We are given the eighth and eleventh terms, so we can set up two equations:

a_8 = a_1 * r^(8-1) = 81920

a_11 = a_1 * r^(11-1) = 5242880

After dividing the second with by the first equation, we get:

(a_1 * r^(11-1)) / (a_1 * r^(8-1)) = 5242880 / 81920

Simplifying, we get:

r³ = 64

Doing the root of cube both sides, we get:

r = 4

Substituting this into the first equation, we get:

a_1 * 4^(8-1) = 81920

a_1 * 4^7 = 81920

a_1 = 5

Therefore, the first term is 5 and the common ratio is 4.

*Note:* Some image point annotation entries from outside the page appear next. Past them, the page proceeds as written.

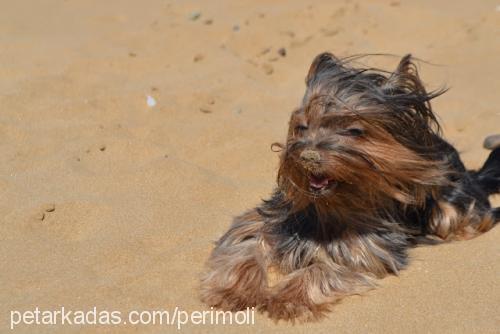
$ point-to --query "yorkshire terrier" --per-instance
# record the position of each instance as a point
(364, 175)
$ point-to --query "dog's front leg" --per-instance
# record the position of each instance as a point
(236, 276)
(307, 293)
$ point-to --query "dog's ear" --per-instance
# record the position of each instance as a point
(322, 64)
(405, 73)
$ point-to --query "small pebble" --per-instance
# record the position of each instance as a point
(49, 207)
(205, 111)
(150, 101)
(268, 69)
(195, 15)
(264, 51)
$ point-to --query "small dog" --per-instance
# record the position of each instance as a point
(364, 175)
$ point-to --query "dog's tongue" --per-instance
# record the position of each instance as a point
(318, 182)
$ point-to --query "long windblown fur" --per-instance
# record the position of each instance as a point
(364, 175)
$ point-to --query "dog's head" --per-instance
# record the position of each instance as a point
(362, 137)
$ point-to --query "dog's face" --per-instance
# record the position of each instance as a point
(360, 138)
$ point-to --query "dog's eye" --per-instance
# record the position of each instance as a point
(353, 132)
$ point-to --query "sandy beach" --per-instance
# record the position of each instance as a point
(110, 201)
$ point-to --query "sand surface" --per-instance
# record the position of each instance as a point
(140, 193)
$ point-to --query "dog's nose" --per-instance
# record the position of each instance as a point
(310, 156)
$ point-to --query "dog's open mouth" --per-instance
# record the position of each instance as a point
(318, 183)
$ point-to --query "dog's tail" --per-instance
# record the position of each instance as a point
(488, 177)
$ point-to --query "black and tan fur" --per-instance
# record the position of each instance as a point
(364, 175)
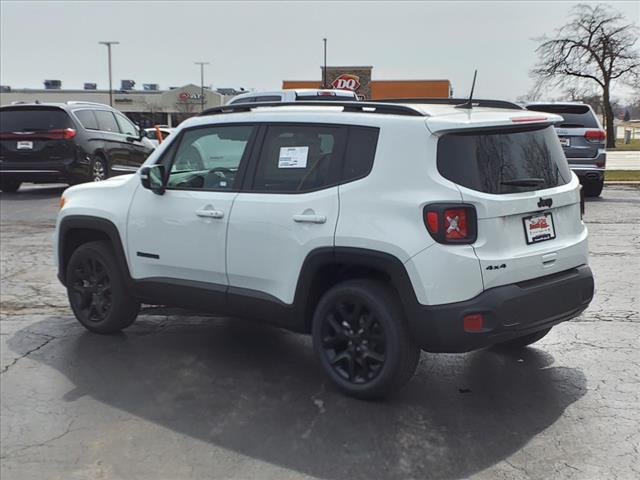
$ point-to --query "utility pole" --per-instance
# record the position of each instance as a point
(202, 64)
(324, 70)
(108, 44)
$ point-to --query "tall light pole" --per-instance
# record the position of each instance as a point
(202, 64)
(108, 44)
(324, 70)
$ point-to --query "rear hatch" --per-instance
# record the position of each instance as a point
(580, 133)
(35, 134)
(527, 202)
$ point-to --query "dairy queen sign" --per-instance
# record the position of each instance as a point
(189, 97)
(346, 81)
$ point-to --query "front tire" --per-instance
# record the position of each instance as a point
(521, 342)
(362, 339)
(96, 289)
(99, 170)
(9, 185)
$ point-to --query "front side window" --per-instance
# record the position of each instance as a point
(209, 158)
(37, 119)
(106, 121)
(504, 161)
(299, 158)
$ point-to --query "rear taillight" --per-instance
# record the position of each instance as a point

In a geometric sequence, each term is obtained by multiplying the previous term by a constant factor called the common ratio (r). The formula for the nth term of a geometric sequence is:

an = a * r^(n-1)

Given that the 8th term (a8) is 81,920 and the 11th term (a11) is 5,242,880, we can set up the following equations:

81920 = a * r^(8-1) => 81920 = a * r⁷ (1)

5242880 = a * r^(11-1) => 5242880 = a * r¹⁰ (2)

Now, we need to find the values of a (the first term) and r (the common ratio). Divide equation (2) by equation (1):

(5242880 / 81920) = (a * r¹⁰) / (a * r⁷)

64 = r^3

Now, we can find the common ratio r:

r = 4 (since 4³ = 64)

Next, substitute r back into equation (1) to find the first term a:

81920 = a * 4⁷

a = 81920 / 16384

a = 5

So, the first term (a) is 5, and the common ratio (r) is 4.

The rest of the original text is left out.